Sample response. The claim that mutation significance depends only on whether the amino acid sequence of a protein is changed is false: it captures one important dimension but ignores a second, independent dimension that determines whether a mutation matters at all to the next generation. Mutation significance depends on (i) where in the body the mutation occurs — somatic vs germ-line — and (ii) where in the genome it occurs — coding vs non-coding. The protein-sequence claim only addresses part of (ii). A somatic coding mutation, for example a UV-induced thymine-dimer mutation in a skin-cell tumour-suppressor gene, can drive melanoma in the individual; the amino-acid sequence has changed, the lesion is significant for the patient, but it ends with the individual and is not population-relevant because it is not in the germ-line. A germ-line coding mutation, for example a BRCA1 missense substitution inherited from a parent, also changes amino-acid sequence, but because it is in every cell including gametes it is inherited and enters the gene pool — significance now spans both the individual and the population. The coding/protein-sequence framing breaks down completely when we consider non-coding mutations. A somatic mutation in the TERT promoter (~70% of cutaneous melanomas) does not change a single amino acid in the TERT protein, yet it reactivates telomerase expression in adult skin cells and contributes directly to tumour growth. A germ-line mutation in a non-coding enhancer upstream of the LCT gene (lactase persistence) similarly leaves the lactase protein sequence unchanged, but keeps the gene expressed into adulthood — a heritable, population-spread phenotype. Both refute the claim because both alter phenotype by changing gene expression rather than protein sequence. The defensible position is therefore the lesson's two-dimensional rule: a mutation's significance depends on its inheritability (somatic vs germ-line) and on whether it changes the protein directly or instead changes regulation. The original claim is rejected because it considers only one half of the second dimension and ignores the first dimension entirely.

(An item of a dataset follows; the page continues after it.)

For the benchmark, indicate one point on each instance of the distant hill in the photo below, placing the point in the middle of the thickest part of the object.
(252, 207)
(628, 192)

Marking notes. 1 mark — Explicitly rejects the claim and frames mutation significance as a two-dimensional question (inheritance × functional location). 1 mark — Defines or accurately applies somatic vs germ-line. 1 mark — Defines or accurately applies coding vs non-coding. 1 mark — Provides a valid named coding-mutation example with classification (e.g. UV-induced skin-cell tumour-suppressor mutation; inherited BRCA1 missense). 1 mark — Provides a valid named non-coding-mutation example with classification (e.g. somatic TERT promoter mutation in melanoma; germ-line lactase-persistence enhancer variant). 1 mark — Explains specifically why a non-coding mutation can change phenotype without altering protein sequence (via regulation / expression / promoter / enhancer mechanism). 1 mark — Reaches an explicit evaluative judgement that integrates both dimensions and rejects the protein-only criterion in precise lesson terminology (somatic, germ-line, coding, non-coding, regulation, gene pool, population relevance).